Sidney Nolan, Island, 1947, 77 x 105 cm, Ripolin on hardboard, © Trustees of the Sidney Nolan Trust
Nick Yelverton is Assistant curator at Australian art, Art Gallery of New South Wales, Sydney, Australia
"Sidney Nolan’s enigmatic Fraser Island series continues to unfurl and intrigue seventy years after it was painted in October 1947. Following the completion of his first Kelly series in mid-1947 Nolan ventured north to Queensland, seeking a break from Melbourne and new subjects to paint. After learning of Fraser Island at Heide, and reading about the shipwreck of the Stirling Castle in 1836 and the legend of Eliza Fraser and David Bracefell, Nolan decided to visit twice that year. Fraser Island made a significant impression on Nolan. He wrote to patron John Reed: “I doubt I have given a good picture really of the island, it has been more intense than I have written; the psyche of the place has bitten me deeply and I feel involved with it in a way that I cannot explain easily …”.

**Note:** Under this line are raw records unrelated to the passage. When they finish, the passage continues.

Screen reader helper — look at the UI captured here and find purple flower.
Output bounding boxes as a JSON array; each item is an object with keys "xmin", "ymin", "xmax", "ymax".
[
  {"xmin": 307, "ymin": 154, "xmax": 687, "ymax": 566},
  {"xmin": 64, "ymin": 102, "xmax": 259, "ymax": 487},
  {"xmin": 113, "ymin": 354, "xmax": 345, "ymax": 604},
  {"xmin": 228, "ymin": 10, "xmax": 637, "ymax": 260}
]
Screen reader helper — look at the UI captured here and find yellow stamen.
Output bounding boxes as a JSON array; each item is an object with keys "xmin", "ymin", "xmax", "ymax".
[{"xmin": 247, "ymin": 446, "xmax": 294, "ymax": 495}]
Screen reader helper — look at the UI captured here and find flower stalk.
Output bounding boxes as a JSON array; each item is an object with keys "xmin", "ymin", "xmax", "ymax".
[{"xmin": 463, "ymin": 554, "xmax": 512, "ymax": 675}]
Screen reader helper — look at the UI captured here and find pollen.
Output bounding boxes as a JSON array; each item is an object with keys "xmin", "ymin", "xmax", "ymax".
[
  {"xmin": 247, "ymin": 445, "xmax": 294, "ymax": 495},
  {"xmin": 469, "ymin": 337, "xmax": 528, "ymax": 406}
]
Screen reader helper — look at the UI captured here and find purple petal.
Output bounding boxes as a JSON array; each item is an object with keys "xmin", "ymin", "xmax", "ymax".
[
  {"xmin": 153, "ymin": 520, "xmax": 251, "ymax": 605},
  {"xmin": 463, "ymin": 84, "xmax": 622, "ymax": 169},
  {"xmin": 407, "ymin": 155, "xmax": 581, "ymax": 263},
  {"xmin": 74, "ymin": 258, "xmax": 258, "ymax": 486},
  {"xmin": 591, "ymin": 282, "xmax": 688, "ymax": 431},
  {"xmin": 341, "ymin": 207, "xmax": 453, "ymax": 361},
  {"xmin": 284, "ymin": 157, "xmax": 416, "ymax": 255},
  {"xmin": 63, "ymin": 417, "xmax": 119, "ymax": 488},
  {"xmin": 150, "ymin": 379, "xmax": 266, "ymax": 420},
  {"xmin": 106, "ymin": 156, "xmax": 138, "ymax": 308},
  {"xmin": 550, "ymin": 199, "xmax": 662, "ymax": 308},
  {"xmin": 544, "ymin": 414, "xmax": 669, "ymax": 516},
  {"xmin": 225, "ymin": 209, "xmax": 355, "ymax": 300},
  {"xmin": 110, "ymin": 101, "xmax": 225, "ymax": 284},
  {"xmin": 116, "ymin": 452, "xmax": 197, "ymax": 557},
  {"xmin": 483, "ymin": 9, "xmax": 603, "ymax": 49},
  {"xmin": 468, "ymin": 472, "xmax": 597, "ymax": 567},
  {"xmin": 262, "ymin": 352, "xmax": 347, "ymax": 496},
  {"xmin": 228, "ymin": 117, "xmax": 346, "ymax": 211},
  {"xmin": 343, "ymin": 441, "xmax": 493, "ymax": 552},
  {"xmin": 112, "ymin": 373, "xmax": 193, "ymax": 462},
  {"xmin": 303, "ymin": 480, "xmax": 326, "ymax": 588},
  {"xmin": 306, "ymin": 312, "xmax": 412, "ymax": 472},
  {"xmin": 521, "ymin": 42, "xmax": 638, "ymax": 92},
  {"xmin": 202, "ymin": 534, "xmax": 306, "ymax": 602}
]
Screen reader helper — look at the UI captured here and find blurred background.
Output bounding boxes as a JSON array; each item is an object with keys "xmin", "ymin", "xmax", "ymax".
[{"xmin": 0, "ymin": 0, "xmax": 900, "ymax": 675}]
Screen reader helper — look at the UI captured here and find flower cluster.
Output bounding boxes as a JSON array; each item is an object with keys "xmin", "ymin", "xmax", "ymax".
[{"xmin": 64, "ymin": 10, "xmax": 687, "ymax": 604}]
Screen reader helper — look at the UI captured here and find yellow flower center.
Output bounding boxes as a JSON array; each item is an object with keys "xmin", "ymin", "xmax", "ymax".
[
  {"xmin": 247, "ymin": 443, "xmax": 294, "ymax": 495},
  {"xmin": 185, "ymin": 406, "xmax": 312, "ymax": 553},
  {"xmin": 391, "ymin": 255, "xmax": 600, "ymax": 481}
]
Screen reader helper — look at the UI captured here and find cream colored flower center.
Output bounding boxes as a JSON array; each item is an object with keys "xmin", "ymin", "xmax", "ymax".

On his second trip, Nolan painted twelve works on Masonite probably procured from an abandoned army building and later received bad press for his perceived misuse of precious building resources following the war. Island, one of five known surviving works from the series, provides an insight into Fraser Island’s “psyche” which Nolan failed to describe in his letter to Reed but managed to channel into his existentialist imagery. Pictured is a lonely, naked man stood ominously in either a beach or creek on the island. According to Nolan, this figure was “modelled” on a forester named Norm who he had boarded with, however, this subject’s identity was never disclosed by the artist.
Appearing like a lost soul in a watery grave, we are led to believe that this fellow is a perished crew member aboard the Stirling Castle, or Bracefell still reeling from his alleged betrayal by Fraser, who reported the escaped convict to the authorities, even though he had rescued her in exchange for a pardon. Knowing Nolan’s penchant for drawing upon his own tumultuous personal circumstances in his work, this man could also be an allegoric depiction of his brother Raymond, who had drowned whilst serving in the navy at Cooktown in 1945, or even the artist. We will probably never know – and that is what makes this painting so alluring. Island is currently on show at the Art Gallery of New South Wales as part of a commemorative Nolan display celebrating what would have been his 100 birthday."